Question about angular momentum

[stunner5000pt]

Homework Statement

The deuteron consists of a proton and a neutron in a state of spin 1 and total angular momentum J = 1. What are the possible angular momentum states for this system.

Another question: Consider a wave function with azimuthal dependence
\psi(r,\theta,\phi) \propto \cos^2 \phi
What are the possible outcomes of a measurement of the z component of the
orbital angular momentum and what are the probabilities of these outcomes?

Homework Equations

J = L + S

The Attempt at a Solution

since J =1 and S = 1, and thus -1 and 0. (this becuase suppose a particle had spin 3/2 then j=l\pm \frac{1}{2} and j = l \pm \frac{3}{2}

so then the possible values for l are 2,0,1??

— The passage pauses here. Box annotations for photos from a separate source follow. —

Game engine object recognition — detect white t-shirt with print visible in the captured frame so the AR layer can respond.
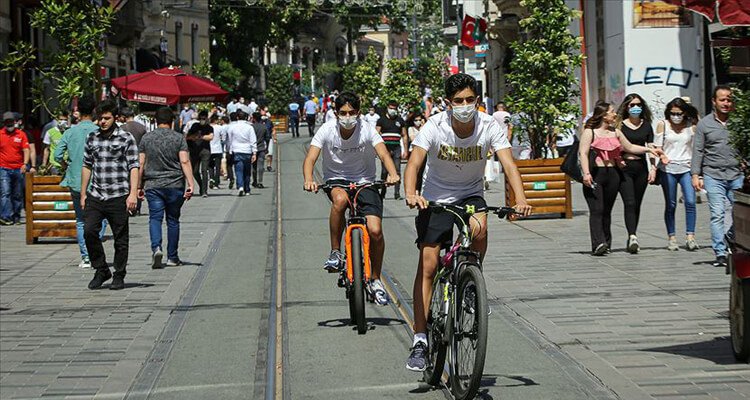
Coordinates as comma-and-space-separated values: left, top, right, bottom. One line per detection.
310, 118, 383, 183
414, 111, 510, 203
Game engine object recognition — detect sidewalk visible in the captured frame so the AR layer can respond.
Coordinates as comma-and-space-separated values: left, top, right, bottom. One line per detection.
0, 190, 237, 399
484, 183, 750, 399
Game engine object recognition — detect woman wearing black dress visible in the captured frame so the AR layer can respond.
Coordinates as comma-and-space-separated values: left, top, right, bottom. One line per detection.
617, 93, 654, 254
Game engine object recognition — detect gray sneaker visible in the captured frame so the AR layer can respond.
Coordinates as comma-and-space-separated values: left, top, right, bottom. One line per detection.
323, 250, 344, 273
406, 340, 427, 372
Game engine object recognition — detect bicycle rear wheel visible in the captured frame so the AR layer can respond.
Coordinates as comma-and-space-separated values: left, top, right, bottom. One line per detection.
451, 264, 489, 400
349, 229, 367, 335
424, 281, 450, 386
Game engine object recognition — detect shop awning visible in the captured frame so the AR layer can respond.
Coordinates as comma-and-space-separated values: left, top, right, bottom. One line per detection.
664, 0, 750, 26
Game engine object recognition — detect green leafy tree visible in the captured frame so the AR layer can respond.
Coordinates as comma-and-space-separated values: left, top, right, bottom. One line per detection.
0, 0, 115, 115
265, 64, 294, 115
344, 47, 381, 107
506, 0, 583, 158
727, 82, 750, 193
380, 59, 422, 110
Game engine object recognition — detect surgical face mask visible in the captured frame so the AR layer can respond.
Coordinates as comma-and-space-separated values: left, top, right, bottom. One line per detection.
628, 106, 643, 117
339, 115, 357, 130
453, 104, 477, 123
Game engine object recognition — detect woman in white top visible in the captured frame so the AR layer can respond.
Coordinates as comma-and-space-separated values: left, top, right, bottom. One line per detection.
648, 97, 698, 251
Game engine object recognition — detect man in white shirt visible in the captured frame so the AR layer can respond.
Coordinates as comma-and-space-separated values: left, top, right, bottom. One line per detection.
226, 110, 257, 197
208, 114, 227, 189
302, 92, 400, 305
404, 74, 531, 371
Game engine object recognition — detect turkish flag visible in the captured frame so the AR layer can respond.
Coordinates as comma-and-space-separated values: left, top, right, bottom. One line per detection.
461, 15, 477, 49
719, 0, 750, 26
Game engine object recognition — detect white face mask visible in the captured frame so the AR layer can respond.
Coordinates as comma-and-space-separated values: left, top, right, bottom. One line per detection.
339, 115, 357, 130
453, 104, 477, 123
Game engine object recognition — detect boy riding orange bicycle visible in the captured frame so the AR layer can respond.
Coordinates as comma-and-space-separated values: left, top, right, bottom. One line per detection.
302, 92, 400, 305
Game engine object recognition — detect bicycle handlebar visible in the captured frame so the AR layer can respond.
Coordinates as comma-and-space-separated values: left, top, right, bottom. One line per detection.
427, 201, 522, 218
318, 181, 386, 190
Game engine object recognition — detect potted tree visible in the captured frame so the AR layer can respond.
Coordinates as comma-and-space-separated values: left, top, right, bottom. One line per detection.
727, 83, 750, 361
265, 64, 294, 132
505, 0, 583, 218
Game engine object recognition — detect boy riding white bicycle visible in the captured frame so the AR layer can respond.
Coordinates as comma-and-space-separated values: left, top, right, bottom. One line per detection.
404, 74, 531, 371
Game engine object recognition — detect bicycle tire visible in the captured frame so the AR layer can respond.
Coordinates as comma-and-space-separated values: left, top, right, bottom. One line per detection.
350, 229, 367, 335
450, 263, 489, 400
424, 282, 450, 386
729, 255, 750, 362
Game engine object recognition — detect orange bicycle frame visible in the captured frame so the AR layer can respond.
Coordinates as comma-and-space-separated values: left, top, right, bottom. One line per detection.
345, 224, 370, 282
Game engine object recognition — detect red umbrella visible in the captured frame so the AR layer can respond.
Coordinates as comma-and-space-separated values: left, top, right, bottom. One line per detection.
112, 67, 229, 105
665, 0, 750, 26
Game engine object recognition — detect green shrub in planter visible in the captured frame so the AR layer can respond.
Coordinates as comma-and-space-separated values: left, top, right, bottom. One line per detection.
265, 64, 294, 115
727, 84, 750, 193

seemingly trivial but i don't quite udnerstand this completely yet soo...

For the second question - it appears that m_{l}=1

and thus we can calcculate the probability of this measurement using
c_{n}=\frac{1}{\sqrt{2\pi}} \int_{0}^{2\pi} e^{-i\phi} \cos^2\phi d\phi
For ml=1, then
\left<L_{z}\right>=\hbar

Is that right??

Thanks for the help! it is greatly appreciated!

 

[Meir Achuz]

"so then the possible values for l are 2,0,1??
seemingly trivial but i don't quite udnerstand this completely yet soo.."

L could be either a mix of 0 and 2 (the actual case) or L=1.
Even L and odd L cannot mix in the same state because parity is a good quantum number for nuclear binding.
L=1 is ruled out if Isospin is introduced.

 

[Meir Achuz]

cos^2\phi=[1+cos(2\phi)]/2.
This mean m_L= a combiination of +2, -2, 0.
For the probabilties, do your integrals using the appropriate Y_LM.
The \Psi in your question should not depoend on phi.

 

[stunner5000pt]

"so then the possible values for l are 2,0,1??
seemingly trivial but i don't quite udnerstand this completely yet soo.."

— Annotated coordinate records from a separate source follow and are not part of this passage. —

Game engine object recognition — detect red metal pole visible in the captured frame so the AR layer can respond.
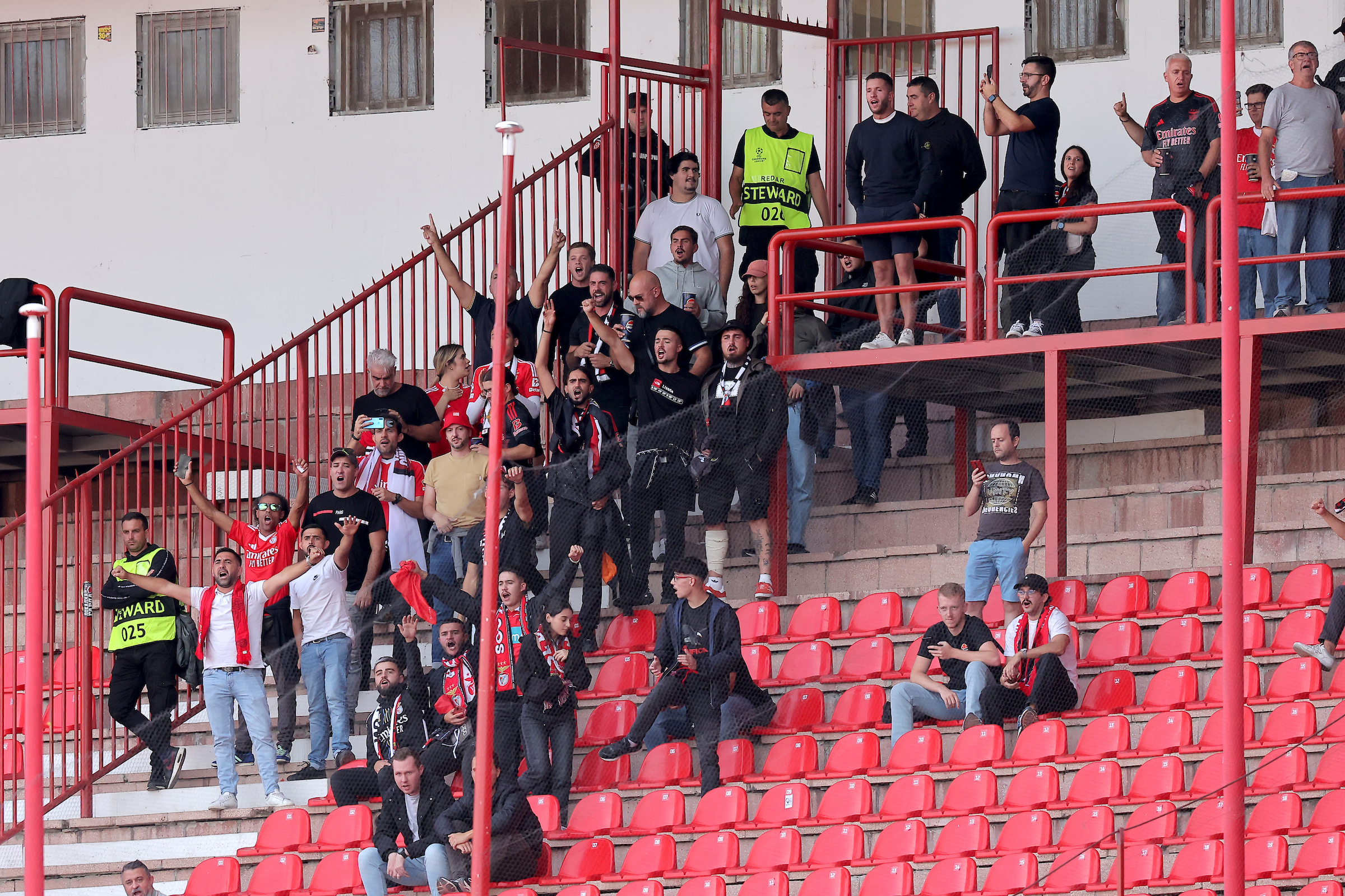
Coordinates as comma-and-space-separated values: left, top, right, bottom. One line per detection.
468, 121, 523, 896
1221, 3, 1256, 896
19, 303, 50, 896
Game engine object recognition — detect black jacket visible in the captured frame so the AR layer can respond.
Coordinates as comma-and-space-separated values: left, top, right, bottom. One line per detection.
693, 358, 790, 471
374, 772, 457, 862
653, 595, 746, 706
518, 626, 593, 717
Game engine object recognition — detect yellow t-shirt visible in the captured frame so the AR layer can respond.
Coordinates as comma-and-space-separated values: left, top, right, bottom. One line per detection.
425, 451, 488, 526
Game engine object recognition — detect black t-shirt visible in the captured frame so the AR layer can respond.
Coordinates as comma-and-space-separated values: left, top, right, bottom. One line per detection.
355, 382, 438, 462
304, 489, 391, 591
629, 305, 706, 373
467, 293, 542, 367
916, 616, 999, 690
635, 367, 701, 451
999, 97, 1060, 197
1139, 93, 1218, 199
567, 301, 631, 414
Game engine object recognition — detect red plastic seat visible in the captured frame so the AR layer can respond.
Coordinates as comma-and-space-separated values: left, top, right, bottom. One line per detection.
610, 790, 686, 837
574, 699, 635, 747
818, 635, 892, 682
183, 856, 242, 896
869, 725, 942, 775
737, 600, 780, 643
731, 828, 803, 875
1130, 616, 1205, 665
743, 735, 818, 784
812, 683, 888, 735
767, 595, 841, 644
235, 809, 312, 856
1274, 564, 1332, 608
600, 834, 676, 883
921, 768, 999, 818
1122, 666, 1197, 714
831, 591, 901, 638
1060, 667, 1135, 716
550, 792, 622, 839
243, 853, 304, 896
753, 640, 831, 688
1252, 608, 1326, 657
756, 688, 826, 735
295, 803, 374, 853
976, 811, 1050, 858
663, 830, 739, 877
929, 725, 1005, 771
853, 818, 929, 873
1079, 620, 1140, 668
616, 740, 692, 790
672, 787, 748, 834
803, 731, 878, 779
574, 654, 650, 699
290, 849, 360, 896
785, 825, 864, 866
571, 749, 631, 794
734, 783, 813, 830
589, 610, 658, 657
799, 778, 873, 828
1135, 572, 1209, 619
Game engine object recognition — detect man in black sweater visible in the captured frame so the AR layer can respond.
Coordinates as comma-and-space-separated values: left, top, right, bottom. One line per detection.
599, 557, 743, 794
845, 71, 939, 349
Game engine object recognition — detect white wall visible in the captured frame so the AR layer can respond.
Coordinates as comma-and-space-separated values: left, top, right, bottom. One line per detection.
0, 0, 1345, 398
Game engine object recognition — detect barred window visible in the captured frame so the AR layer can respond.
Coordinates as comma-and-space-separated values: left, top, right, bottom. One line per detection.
0, 17, 85, 137
1026, 0, 1126, 62
328, 0, 434, 115
1181, 0, 1284, 53
680, 0, 780, 89
136, 8, 238, 128
485, 0, 589, 105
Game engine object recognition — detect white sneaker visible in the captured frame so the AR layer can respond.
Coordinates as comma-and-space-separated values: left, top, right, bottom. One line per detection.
1294, 640, 1335, 671
860, 329, 897, 349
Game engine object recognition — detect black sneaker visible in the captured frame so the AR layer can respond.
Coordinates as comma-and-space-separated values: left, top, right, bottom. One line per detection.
597, 737, 640, 763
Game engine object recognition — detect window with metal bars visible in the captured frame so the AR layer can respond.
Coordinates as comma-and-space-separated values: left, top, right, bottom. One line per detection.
841, 0, 934, 79
485, 0, 589, 105
136, 10, 238, 128
328, 0, 434, 115
682, 0, 780, 89
1025, 0, 1126, 62
0, 17, 85, 137
1181, 0, 1284, 53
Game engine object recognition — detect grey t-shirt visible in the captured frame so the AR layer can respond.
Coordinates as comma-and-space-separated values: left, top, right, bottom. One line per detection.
1261, 83, 1345, 177
976, 460, 1049, 541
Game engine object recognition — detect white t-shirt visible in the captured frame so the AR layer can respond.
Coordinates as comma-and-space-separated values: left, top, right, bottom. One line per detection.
635, 192, 733, 276
191, 581, 266, 668
1005, 607, 1079, 688
289, 554, 355, 644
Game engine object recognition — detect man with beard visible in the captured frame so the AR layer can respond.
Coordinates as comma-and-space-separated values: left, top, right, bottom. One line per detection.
113, 546, 323, 813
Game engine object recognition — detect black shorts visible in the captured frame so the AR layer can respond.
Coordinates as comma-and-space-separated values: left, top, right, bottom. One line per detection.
698, 456, 771, 526
855, 202, 920, 262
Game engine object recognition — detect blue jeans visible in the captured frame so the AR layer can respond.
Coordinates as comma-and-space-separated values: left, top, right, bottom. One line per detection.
359, 830, 448, 896
1237, 228, 1279, 320
841, 386, 892, 491
299, 626, 350, 768
1265, 174, 1335, 318
963, 538, 1028, 603
203, 668, 280, 796
787, 401, 818, 545
892, 656, 996, 745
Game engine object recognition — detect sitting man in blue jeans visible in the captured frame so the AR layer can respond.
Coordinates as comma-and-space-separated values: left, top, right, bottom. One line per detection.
892, 581, 1003, 745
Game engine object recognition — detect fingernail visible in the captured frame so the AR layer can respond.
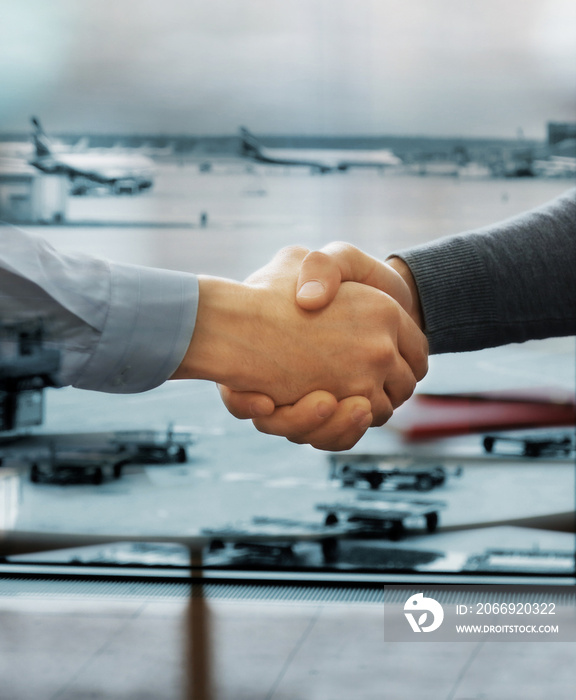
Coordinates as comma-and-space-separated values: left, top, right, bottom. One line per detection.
352, 408, 370, 423
360, 414, 372, 430
250, 401, 269, 418
316, 401, 333, 418
298, 280, 326, 299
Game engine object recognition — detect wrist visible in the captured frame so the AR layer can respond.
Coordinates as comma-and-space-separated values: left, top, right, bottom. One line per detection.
171, 275, 254, 386
386, 256, 424, 331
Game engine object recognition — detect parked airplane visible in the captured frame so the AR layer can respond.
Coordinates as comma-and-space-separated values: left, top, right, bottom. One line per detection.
30, 117, 154, 194
240, 127, 402, 173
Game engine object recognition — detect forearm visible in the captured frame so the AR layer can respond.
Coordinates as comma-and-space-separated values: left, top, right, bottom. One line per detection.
0, 226, 197, 393
390, 190, 576, 353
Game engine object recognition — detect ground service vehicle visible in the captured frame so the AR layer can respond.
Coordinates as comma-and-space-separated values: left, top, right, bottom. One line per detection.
330, 454, 448, 491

L could be either a mix of 0 and 2 (the actual case) or L=1.
Even L and odd L cannot mix in the same state because parity is a good quantum number for nuclear binding.
L=1 is ruled out if Isospin is introduced.

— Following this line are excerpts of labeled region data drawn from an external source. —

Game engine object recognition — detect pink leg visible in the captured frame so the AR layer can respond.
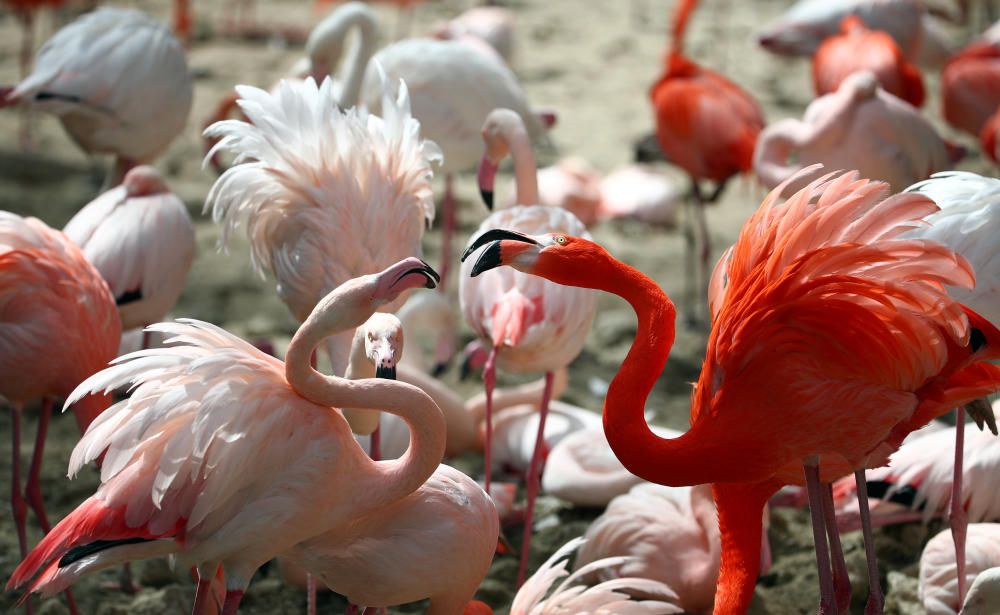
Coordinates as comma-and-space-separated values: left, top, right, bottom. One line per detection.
24, 398, 52, 534
483, 346, 497, 493
438, 174, 458, 292
517, 372, 552, 587
854, 470, 885, 615
191, 572, 212, 615
949, 406, 969, 604
306, 576, 316, 615
823, 484, 851, 613
804, 463, 837, 615
222, 589, 243, 615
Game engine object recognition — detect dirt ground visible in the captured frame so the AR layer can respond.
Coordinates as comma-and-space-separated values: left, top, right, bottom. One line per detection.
0, 0, 992, 615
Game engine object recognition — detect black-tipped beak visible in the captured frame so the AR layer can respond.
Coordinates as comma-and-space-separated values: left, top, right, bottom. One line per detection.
479, 188, 493, 211
462, 228, 539, 263
393, 261, 441, 288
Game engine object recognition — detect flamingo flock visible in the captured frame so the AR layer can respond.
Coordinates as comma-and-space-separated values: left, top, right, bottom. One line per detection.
0, 0, 1000, 615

how are we 'mixing' even and odd L if we took L = 0, and L =1 and L = 2 separately??

i don't quite see how parity is involved here
also i edited the second question

 

[cgw]

since J =1 and S = 1, and thus -1 and 0. (this becuase suppose a particle had spin 3/2 then j=l\pm \frac{1}{2} and j = l \pm \frac{3}{2}

so then the possible values for l are 2,0,1??

I think your reasoning is a little off.
j = l+s or l-s

If the particle had a spin of 3/2 then j= l +or- 3/2. There is no 1/2 spin.

Right?

 

[Meir Achuz]

how are we 'mixing' even and odd L if we took L = 0, and L =1 and L = 2 separately??

i don't quite see how parity is involved here

Parity implies that the ground state can be a miixture of L=0 and L=2
(the actual case), but if L=1, no even L could be mixed in.